Aucune différence entre soi et le monde

Des livres encombrent les planches d'une étagère murale: Voyage en sol incertain de Mathieu Dupperrex; La terre ou les rêveries du repos d'un certain Bachelard, philosophe dont on n'énumère plus les services rendus à la gente artiste; Glossaire de mésologie d'Augustin Berque; Histoire d'une montagne d'Élysée Reclus; Vivre de paysage ou l'impensé de la raison de François Jullien; Court traité du paysage d'Alain Roger; Manifeste du tiers paysage Gilles Clément; et le superbe ouvrage produit par Simone Douek à l'intention des nouveaux férus de radio: l'acte radiophonique. Le chapitre sur le portrait paysage est génial: ne relève-t-elle pas la phrase sans détour d'Henri Maldiney "Il n'y a aucune différence, dans un paysage, entre soi et le monde", dont la pertinence nourrit par ricochet Le sol et le soi ? Il y a aussi, enfin, le livre Réveiller les esprits de la terre de Barbara Glowczewski.

Comme des planètes

J'avais pensé, en nommant ce travail au long cours (qui s'est appelé auparavant, en prenant la relève de l'enquête espagnole décrite ci-avant, L'enfoui, mais aussi Les oubliettes) aux schémas concentriques représentant les différentes facettes du Soi intégrateur que Jung s'attacha à définir. Ne sommes nous pas comme des planètes, divisés dans notre propre complexité, dans nos propres divorces et harmonies ? N'avons nous pas des faces éclairées et des obscurités occultes, capables d'inspirer les albums les plus mémorables ? Ne sommes nous pas ces entités qui tournent autour de choses plus grandes qu'elles, changeant de forme au gré des marées lunaires comme cette boule robuste que je décrivais pour parler de toutes les dimensions qu'une maturation peut prendre ? N'avons nous pas comme rempart et en même temps comme outil cet harnachement sociable qu'est la parole, dont la conscience maintient à distance l'ombre sans jamais l'annihiler ? De quel métal est faite cette parole ? Jusqu'où peut-elle s'étendre ? Quel est son empire et celui des limbes ? Que peut-on dire et ne pas dire ?

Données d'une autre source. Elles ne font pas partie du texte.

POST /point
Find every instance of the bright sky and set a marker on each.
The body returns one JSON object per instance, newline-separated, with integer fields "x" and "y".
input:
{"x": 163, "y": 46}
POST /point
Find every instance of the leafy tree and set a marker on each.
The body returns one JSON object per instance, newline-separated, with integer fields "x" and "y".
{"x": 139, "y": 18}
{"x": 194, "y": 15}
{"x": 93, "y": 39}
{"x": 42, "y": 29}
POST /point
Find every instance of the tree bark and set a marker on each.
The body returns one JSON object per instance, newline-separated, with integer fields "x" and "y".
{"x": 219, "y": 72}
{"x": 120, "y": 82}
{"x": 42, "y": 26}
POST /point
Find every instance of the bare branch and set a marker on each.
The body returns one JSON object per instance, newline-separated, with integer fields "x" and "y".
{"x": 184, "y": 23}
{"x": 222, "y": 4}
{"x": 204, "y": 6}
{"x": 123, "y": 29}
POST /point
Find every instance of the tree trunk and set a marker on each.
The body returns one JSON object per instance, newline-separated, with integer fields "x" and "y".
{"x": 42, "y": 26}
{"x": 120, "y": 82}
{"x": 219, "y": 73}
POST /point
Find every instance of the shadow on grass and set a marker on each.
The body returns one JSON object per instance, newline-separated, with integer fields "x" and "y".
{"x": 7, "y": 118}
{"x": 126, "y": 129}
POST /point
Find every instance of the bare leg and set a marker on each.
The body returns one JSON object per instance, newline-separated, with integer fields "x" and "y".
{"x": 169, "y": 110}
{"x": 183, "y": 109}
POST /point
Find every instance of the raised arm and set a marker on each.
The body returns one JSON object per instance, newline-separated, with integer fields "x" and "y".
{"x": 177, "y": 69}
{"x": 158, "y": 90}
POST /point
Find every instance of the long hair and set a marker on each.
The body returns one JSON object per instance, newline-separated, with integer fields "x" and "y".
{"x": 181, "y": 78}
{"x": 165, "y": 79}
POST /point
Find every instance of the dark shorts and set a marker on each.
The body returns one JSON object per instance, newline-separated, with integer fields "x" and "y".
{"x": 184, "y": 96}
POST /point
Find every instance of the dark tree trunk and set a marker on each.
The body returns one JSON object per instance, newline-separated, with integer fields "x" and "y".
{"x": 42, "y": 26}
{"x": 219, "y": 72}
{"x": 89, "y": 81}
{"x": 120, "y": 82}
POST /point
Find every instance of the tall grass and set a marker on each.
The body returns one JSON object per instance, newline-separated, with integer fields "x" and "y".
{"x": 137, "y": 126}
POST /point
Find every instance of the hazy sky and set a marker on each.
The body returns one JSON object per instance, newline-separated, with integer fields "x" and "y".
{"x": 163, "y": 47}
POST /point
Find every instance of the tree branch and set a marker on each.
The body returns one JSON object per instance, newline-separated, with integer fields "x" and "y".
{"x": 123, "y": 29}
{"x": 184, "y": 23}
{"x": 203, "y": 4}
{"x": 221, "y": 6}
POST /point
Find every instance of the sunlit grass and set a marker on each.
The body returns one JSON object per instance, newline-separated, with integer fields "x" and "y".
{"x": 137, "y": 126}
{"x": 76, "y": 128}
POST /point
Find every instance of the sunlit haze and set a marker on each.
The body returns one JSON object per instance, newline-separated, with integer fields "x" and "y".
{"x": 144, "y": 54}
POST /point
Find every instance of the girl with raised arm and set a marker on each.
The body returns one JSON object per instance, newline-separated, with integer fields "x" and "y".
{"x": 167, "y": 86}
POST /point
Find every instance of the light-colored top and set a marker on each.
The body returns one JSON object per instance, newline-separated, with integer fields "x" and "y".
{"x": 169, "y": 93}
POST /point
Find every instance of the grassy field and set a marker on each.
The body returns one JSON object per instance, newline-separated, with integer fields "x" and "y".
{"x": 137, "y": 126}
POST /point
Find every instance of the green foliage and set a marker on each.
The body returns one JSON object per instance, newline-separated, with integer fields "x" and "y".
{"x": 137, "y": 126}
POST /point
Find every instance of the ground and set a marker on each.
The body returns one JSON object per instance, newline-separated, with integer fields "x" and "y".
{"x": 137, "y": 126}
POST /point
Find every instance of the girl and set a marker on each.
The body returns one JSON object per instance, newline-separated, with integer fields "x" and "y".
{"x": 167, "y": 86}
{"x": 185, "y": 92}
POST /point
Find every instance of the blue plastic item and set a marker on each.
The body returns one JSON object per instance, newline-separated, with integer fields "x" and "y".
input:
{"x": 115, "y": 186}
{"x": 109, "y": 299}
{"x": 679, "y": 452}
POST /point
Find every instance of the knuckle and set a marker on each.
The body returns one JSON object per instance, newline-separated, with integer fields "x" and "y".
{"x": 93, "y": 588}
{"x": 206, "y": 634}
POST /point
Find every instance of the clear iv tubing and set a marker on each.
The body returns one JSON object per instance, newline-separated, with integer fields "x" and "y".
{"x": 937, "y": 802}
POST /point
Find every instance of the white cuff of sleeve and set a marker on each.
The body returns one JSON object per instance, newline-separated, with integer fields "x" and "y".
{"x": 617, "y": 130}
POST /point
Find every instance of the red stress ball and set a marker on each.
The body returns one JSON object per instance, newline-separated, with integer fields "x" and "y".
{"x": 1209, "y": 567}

Le médium radiophonique, je l'utilise à Fretigney et Velloreille comme une exploration de cette zone de lisière qu'est la parole pour moi. La radio et le prétexte d'en faire permettent d'abord de raconter où l'on vit, qui l'on est ou voudrait être, voire qui on n'est pas. Un grand nombre de personnes a, à sa disposition, cette faculté (certes, fondée par toute une situation). Elle est une entité hospitalière au même titre qu'une maison accueillante: parler y est un repos d'être. Parler est une pratique que j'utilise en passeport pour m'adresser aux autres.

Vallée enchantée

Après avoir voulu - très vaguement, c'est vrai: je cherchais sans doute du temps pour mieux définir mon but - proposer un échange (je suis invité chez eux alors je les invite chez moi: dans ma pratique radio) - échange dont l'intention première demeure aujourd'hui, en se précisant - j'oriente mon travail de recherche-création sur 3 pratiques radiophoniques ancrées dans un territoire et dans un temps donné. Je ne crois pas qu'on puisse s'exprimer ou faire de la radio sans être façonné par le contexte qui nous entoure. Il y a mille façons de faire radio car il y a mille instants et mille présences au monde. (Moi-même qui m'évertue à utiliser des mots pareils, à élaborer des dispositifs réflexifs dans l'art, je suis bien formé pour ressembler à mes camarades humanistes à l'utopie militante, qui potassent des livres de révolution en attendant de bien pouvoir agir, avec ce côté schtroumpf et la vallée enchantée).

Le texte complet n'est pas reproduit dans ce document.